I love her so much... I can't seem to figure out how
or why or anything... but I do and I always will. She is the
most amazing girl ever, its like I can talk for hours
without having to worry about a single thing. I can tell her
anything without having to worry about what she will say. I
swear she takes the words out of my mouth before I even say
them. I don't care about age, or even looks. I guess karma
decided to be nice this time.. I just can't stop thinking
about her and it is an amazing feeling to have sitting right
there on the surface of my mind all the time. I just can't
stand all the emotion that is flooding into me nowadays. The
past week has been a great experience and one that I will
never forget. Most people just get freaked out by my jokes
and people just don't understand me and she does... the most
amazing thing and we have so much in common I swear she is
related to me... oh god.. please dont be lol... I only write
for release and it is usually to calm down but now it is
just because I need to release some of this love I have...
she isn't awake to listen to me constantly tell her I love
her. So I write about it, I have already started drawing
again, and I am just sooooo fucking happy. Last night in the
grass staring at the moon and the stars just talking to her
was the most peaceful time I have had since I can remember.
The fact that simply her voice calms me down and makes me
realize how lucky I really am.. I am in love. I just wish
that she was closer to me so I could hold her and kiss her
all night until she fell asleep in my arms. Closing the
distance would be all I needed to have my life be complete.
I don't know what I did, but thank you karma for making me
meet the girl of my dreams so young.. I am just so in love,
and I don't even have to guard anything from her. She is
just there and I can tell her anything... I love this
feeling but I hate the distance.. I love the fire that burns
between us, but I hate the land and sea that seperates us
from eachother, maybe it is a good thing. I personally know
myself well enough that if she was here, I would lose
control of my hormones and love every second of it.. but I
still can't stand having her be so far away. I just want
that physical contact and I want to be able to hold her
close to me for hours and never let go.. I wish I could tell
her I love her to her face. It would mean so much more... I
have no idea what I am supposed to even do with all this
emotion. I truly do believe that this will last forever,
usually I am the one that says relationships dont last when
you are young.. and look where I am now. God I love it but
it is so ironic.. I am so in love my heart has a weightless
feeling anytime I think about her and I love it.. I am
afraid I am going to die because my heart skips a beat every
time she laughs every time she says those 3 simple words.. I
am just so happily flustered and I have no desire to do
anything but talk to her all day and all night.

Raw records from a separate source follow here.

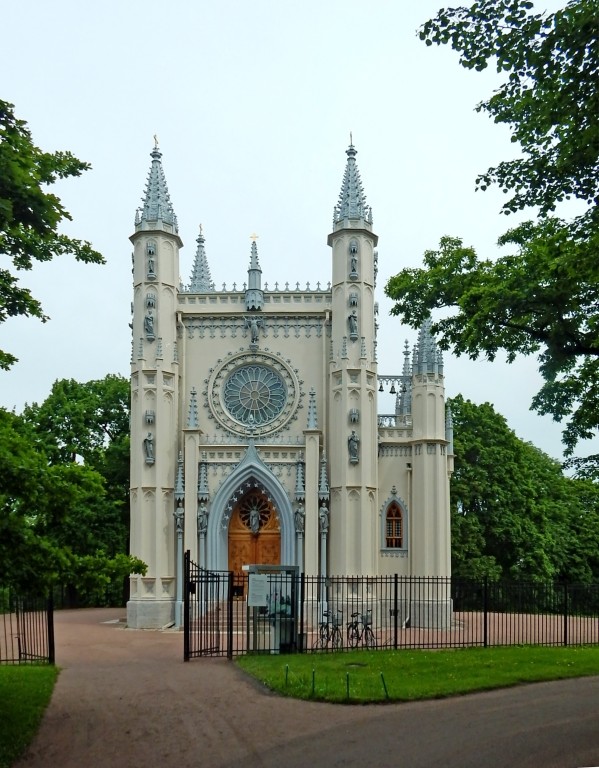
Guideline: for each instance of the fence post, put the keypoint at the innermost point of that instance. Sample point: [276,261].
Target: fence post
[230,617]
[186,608]
[50,621]
[395,610]
[485,612]
[302,596]
[565,613]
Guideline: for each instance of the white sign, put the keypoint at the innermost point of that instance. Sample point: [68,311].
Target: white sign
[258,589]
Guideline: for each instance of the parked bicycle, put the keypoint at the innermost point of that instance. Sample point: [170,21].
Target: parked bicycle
[329,631]
[359,630]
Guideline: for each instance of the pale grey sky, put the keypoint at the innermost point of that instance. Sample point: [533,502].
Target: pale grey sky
[253,103]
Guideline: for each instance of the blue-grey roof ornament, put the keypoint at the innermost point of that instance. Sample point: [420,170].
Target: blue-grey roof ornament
[312,414]
[201,280]
[180,482]
[323,488]
[352,200]
[193,421]
[449,430]
[156,203]
[254,295]
[300,488]
[403,400]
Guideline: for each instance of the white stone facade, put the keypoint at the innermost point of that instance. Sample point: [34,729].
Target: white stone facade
[254,414]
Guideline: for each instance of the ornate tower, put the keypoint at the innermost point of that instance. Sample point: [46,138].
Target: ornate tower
[352,437]
[432,461]
[154,402]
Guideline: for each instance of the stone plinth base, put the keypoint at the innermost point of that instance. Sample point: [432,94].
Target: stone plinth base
[150,614]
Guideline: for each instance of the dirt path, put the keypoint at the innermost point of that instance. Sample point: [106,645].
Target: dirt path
[125,699]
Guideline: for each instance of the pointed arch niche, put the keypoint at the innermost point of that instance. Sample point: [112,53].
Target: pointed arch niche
[251,473]
[394,526]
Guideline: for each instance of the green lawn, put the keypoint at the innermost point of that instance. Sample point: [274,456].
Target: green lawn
[363,677]
[25,691]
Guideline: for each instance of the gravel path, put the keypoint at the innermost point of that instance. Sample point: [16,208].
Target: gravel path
[126,699]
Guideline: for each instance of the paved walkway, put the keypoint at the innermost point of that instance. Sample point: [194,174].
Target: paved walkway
[126,699]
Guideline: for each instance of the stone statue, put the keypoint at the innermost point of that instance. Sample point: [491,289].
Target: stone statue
[179,516]
[323,516]
[149,324]
[254,520]
[149,448]
[202,518]
[353,258]
[299,519]
[253,323]
[353,445]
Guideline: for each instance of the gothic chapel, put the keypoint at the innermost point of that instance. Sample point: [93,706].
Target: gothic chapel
[255,434]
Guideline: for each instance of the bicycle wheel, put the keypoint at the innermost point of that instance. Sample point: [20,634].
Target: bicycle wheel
[337,639]
[353,635]
[369,639]
[318,641]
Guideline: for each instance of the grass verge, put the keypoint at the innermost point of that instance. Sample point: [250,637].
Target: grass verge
[25,691]
[364,677]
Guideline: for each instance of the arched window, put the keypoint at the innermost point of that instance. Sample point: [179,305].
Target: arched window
[394,526]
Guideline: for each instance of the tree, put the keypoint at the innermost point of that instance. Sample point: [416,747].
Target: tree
[550,99]
[514,514]
[30,215]
[55,520]
[544,298]
[87,425]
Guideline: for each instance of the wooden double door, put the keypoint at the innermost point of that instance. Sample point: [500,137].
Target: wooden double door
[254,532]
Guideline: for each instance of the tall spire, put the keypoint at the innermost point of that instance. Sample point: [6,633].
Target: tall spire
[428,358]
[201,280]
[352,200]
[157,204]
[254,296]
[403,401]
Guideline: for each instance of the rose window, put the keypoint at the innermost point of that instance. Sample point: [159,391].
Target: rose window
[254,394]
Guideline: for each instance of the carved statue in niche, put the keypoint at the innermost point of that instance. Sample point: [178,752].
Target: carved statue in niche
[179,516]
[254,324]
[323,516]
[299,518]
[353,447]
[352,322]
[202,518]
[151,252]
[353,259]
[149,324]
[149,448]
[254,520]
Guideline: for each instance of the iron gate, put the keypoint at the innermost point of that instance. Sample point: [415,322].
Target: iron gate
[208,612]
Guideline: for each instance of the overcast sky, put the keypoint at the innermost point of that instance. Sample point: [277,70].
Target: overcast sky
[253,104]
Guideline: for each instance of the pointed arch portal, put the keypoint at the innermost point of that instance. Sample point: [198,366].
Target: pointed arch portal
[254,532]
[232,536]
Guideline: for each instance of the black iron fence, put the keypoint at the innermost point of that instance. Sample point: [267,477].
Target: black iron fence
[278,612]
[26,628]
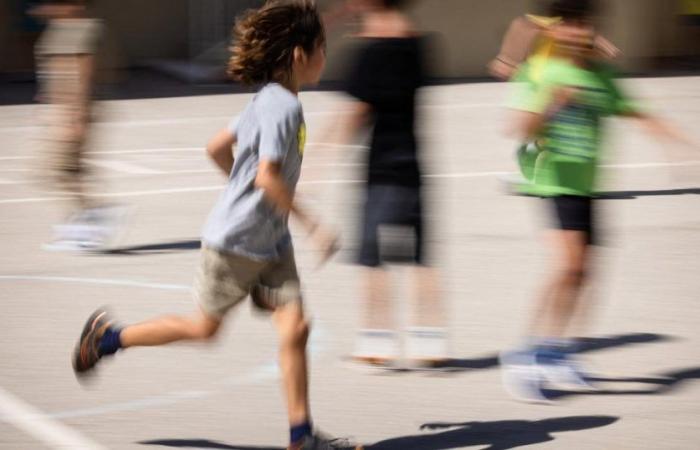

Unfortuantely I cant just ignore all of my family for her..
although I wish I could. I have never meet anyone that gets
me as much as she does, no one at all.. I just want to kiss
her and know that she will never leave my life.. I can't
even begin to think about life without her. I don't know how
I ever got along without her. I am just so complexly in love
with a gorgeous 17 year old girl that happens to be the most
amazing girl ever. I am so lucky and I can't even begin to
fathom how lucky I am or what I possibly did to deserve her.
"I know I'm not the only one for you, but your the only one
for me"... I am so happy and so flustered at the same time.
I just can't stand to not talk to her for even a single day.
My life is her, and my world revolves around her. I just
can't stand the fact that I can't touch her... I want her to
be within arms reach at all times.. but it just isn't
possible. Atleast not for now.. I could keep going for hours
about how amazing she is and how much I love her.. but I
won't because my fingers hurt and my mind is slowly starting
to slow down. I love Lauren Michaela Way with all of my
heart and with every ounce of my being I want her to be as
happy as possible at all times.. There just isn't alot I can
do. I am happy now though. I couldn't be happier infact.